On September 15, 2020, the U.S. Department of the Treasury published a final rule, effective October 15, 2020, that alters and expands the scope of foreign investments involving critical technologies that are subject to mandatory review by the Committee of Foreign Investment in the United States (CFIUS). The final rule modifies certain CFIUS provisions that implement section 721 of the Defense Production Act of 1950, as amended by the Foreign Investment Risk Review Modernization Act of 2018. The rule expands the scope of CFIUS’s review to include a broader range of foreign investors and categories of investment and aligns the required review of foreign investments by CFIUS with international standards created by other export control regimes.
Scope of Mandatory Filings
Existing regulations required parties to a transaction to submit a declaration to CFIUS if a foreign entity sought to acquire a U.S. business that: (1) produces, designs, tests, manufactures, fabricates, or develops one or more critical technologies, and (2) that U.S. business also participates in one of 27 designated sensitive industries as classified under the North American Industry Classification System (NAICS). “Critical technologies” generally include defense articles, nuclear equipment and components, items related to weapons and weapons proliferation, and other controlled materials. The new rule eliminates the requirement that the critical technology be used in or designed for use in one of the 27 sensitive industries identified by CFIUS. Now parties must submit a mandatory declaration to CFIUS if the U.S. business must obtain a “U.S. regulatory authorization” to export, re-export, transfer (in country), or re-transfer the U.S. business’s relevant critical technology to the foreign parties to the transaction.
Voting Interest Considerations
The new regulations also introduce a provision titled “Voting Interest for Purposes of Critical Technology Mandatory Declarations” that provides criteria for identifying which investors in the foreign buyer’s ownership chain are relevant for determining whether a mandatory declaration is required. Additionally, if a foreign investor holds a 25 percent voting interest, directly or indirectly, in the foreign buyer, parties must consider the license and authorization requirements for that foreign investor’s country separately if it is different from the foreign buyer’s country.
Role of Due Diligence
The new regulations define the requirements of a “U.S. regulatory authorization” under four distinct export regimes:
A license or approval issued by the Department of State under the International Traffic in Arms Regulations (ITAR);
A license from the Department of Commerce under the Export Administration Regulations (EAR);
A specific or general authorization from the Department of Energy; and
A specific license from the Nuclear Regulatory Commission.

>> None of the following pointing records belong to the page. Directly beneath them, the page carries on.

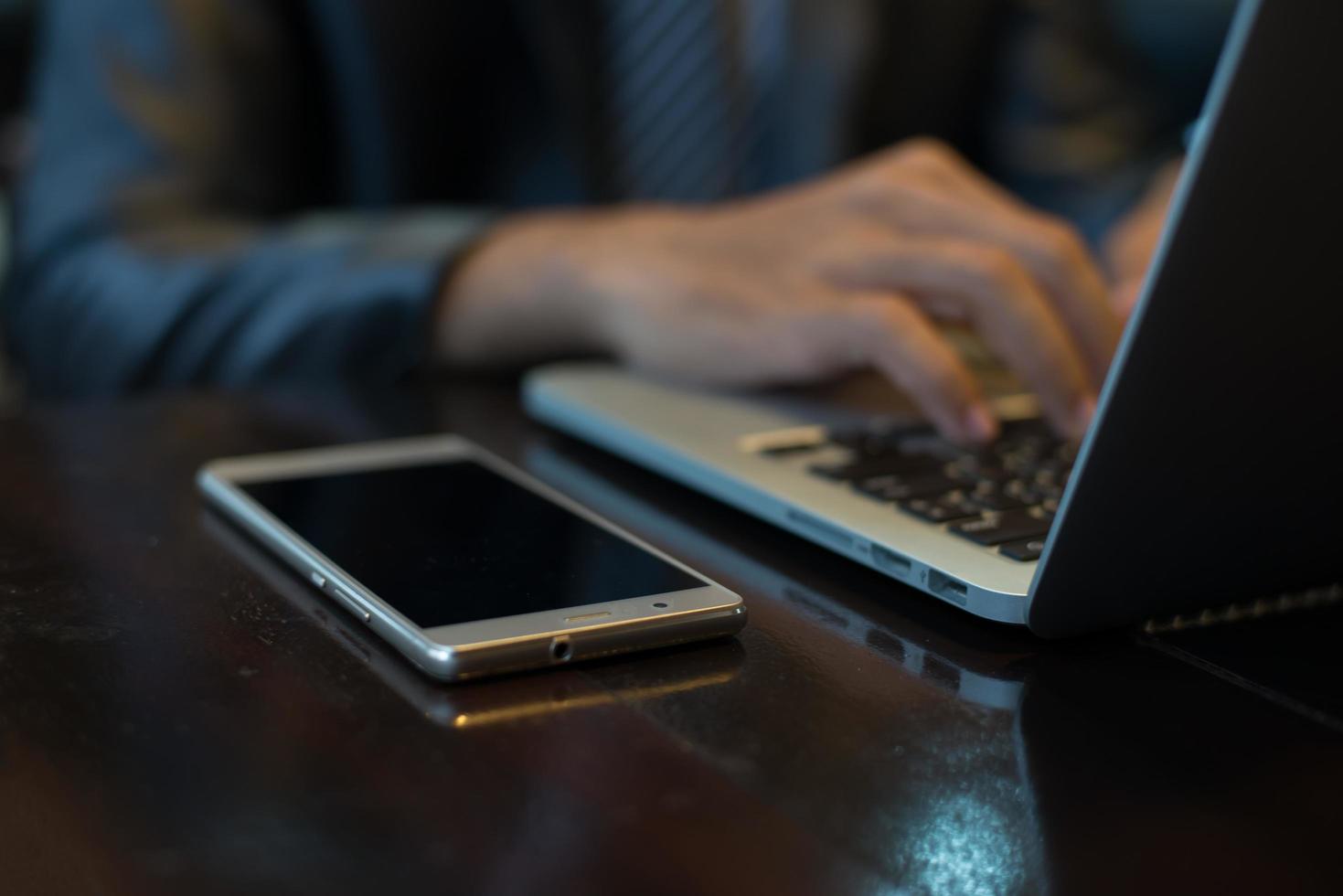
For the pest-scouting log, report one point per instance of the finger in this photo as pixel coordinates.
(887, 332)
(1001, 300)
(1050, 251)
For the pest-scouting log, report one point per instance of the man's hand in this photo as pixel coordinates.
(845, 272)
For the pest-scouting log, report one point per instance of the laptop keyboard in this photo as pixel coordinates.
(1004, 496)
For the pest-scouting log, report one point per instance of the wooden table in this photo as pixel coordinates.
(177, 715)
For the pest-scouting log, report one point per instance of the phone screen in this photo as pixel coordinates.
(455, 541)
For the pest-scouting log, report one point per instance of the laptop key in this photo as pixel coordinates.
(1024, 549)
(902, 488)
(869, 468)
(954, 506)
(998, 528)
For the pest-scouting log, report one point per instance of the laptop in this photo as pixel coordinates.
(1213, 470)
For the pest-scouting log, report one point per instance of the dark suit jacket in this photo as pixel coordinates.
(171, 231)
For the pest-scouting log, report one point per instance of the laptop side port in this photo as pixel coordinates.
(944, 586)
(890, 561)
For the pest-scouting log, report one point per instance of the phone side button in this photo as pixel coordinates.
(349, 601)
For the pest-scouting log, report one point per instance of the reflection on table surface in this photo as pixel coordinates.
(176, 716)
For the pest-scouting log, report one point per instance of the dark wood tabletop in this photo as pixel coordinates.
(180, 715)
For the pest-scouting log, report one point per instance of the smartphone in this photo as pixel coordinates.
(461, 561)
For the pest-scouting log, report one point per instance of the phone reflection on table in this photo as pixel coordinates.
(495, 701)
(922, 789)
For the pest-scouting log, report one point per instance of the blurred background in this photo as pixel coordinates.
(17, 26)
(231, 132)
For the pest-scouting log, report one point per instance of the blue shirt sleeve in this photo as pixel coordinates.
(141, 257)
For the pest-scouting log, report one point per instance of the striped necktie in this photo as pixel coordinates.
(676, 98)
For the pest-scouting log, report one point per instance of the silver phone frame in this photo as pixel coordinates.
(485, 646)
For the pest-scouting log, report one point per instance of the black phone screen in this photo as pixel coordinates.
(455, 541)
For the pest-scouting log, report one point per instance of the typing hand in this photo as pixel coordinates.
(849, 271)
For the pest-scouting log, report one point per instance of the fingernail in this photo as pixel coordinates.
(979, 423)
(1085, 411)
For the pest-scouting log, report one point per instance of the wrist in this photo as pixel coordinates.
(518, 294)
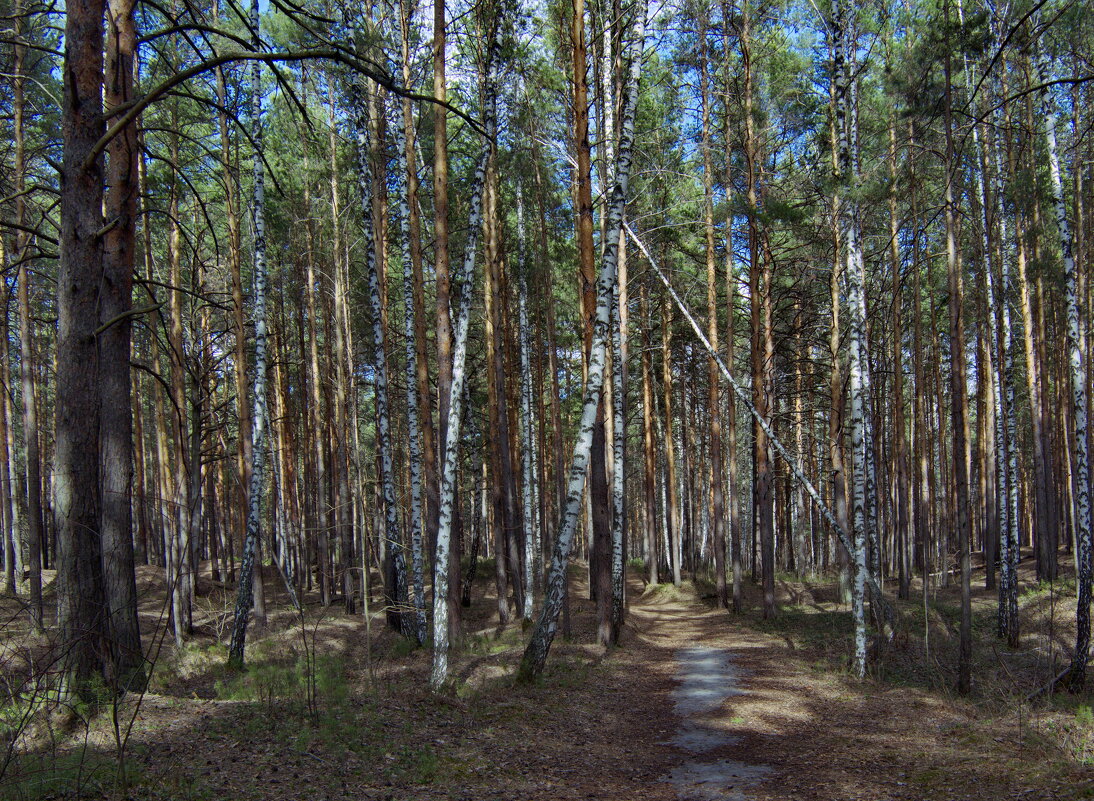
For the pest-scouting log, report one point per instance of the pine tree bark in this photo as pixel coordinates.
(82, 612)
(115, 432)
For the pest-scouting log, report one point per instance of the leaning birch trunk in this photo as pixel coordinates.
(1077, 674)
(857, 303)
(244, 596)
(440, 670)
(531, 553)
(397, 590)
(416, 514)
(535, 654)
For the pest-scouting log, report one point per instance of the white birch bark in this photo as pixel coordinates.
(1009, 548)
(414, 422)
(531, 553)
(744, 395)
(244, 598)
(535, 654)
(440, 669)
(618, 453)
(857, 304)
(391, 532)
(1077, 674)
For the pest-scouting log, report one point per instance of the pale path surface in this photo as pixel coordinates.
(707, 678)
(755, 718)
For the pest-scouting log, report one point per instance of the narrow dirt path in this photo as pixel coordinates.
(761, 723)
(694, 706)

The changes mark a shift away from an industry-based focus (i.e., reviewing NAICS codes of the U.S. business) to particular export controls applicable to the critical technologies. The modifications are likely to streamline the mandatory declaration analysis for many businesses. At the same time, the new rule increases mandatory declarations for transactions involving critical technologies and for foreign investors in countries imposing more significant export controls.
Consideration of New Exceptions
The new regulations provide three exceptions that excuse mandatory filings where the foreign person and critical technologies would qualify for certain license exceptions under the Export Administration Regulations. These available license exceptions are:
Technology and Software Unrestricted (TSU) (15 C.F.R. § 740.13), which relates to the transfer of broadly available technology;
Encryption Commodities, Software, and Technology (ENC), paragraph (b) (15 C.F.R. § 740.17(b)), which applies to certain encryption items; and
Strategic Trade Authorization (STA), paragraph (c)(1) (15 C.F.R. § 740.20(c)(1)), which applies to certain controlled items and technology for transfer to certain allies of the United States.
Where (1) a license is required to send the technology to the foreign investor and (2) an export of the critical technology between the parties does not qualify for an exception, a mandatory filing is required. However, existing exemptions for foreign persons qualifying for “excepted foreign investor” status or that are subject to a foreign ownership, control, or influence (FOCI) agreement and operate under a valid facility security will continue to apply.
CFIUS Filing Process
The new rule does not change CFIUS’s mandatory declaration process, which remains as follows:
Parties must file at least 30 days prior to a transaction’s expected completion date.
CFIUS will have 30 days to take action on a declaration.
Parties to a transaction required to be filed with CFIUS may instead choose to file a notice under CFIUS’s standard procedures.
A civil monetary penalty can be assessed up to the value of the transaction where parties fail to file a mandatory declaration.
The new regulations bring CFIUS’s mandatory review of foreign investments in critical U.S. technologies in alignment with export control regimes. As a result, a broader set of transactions are likely to be subject to mandatory review by CFIUS. Parties should promptly determine, ideally early in due diligence, whether a contemplated transaction involves “critical technologies” and requires a mandatory notification to CFIUS.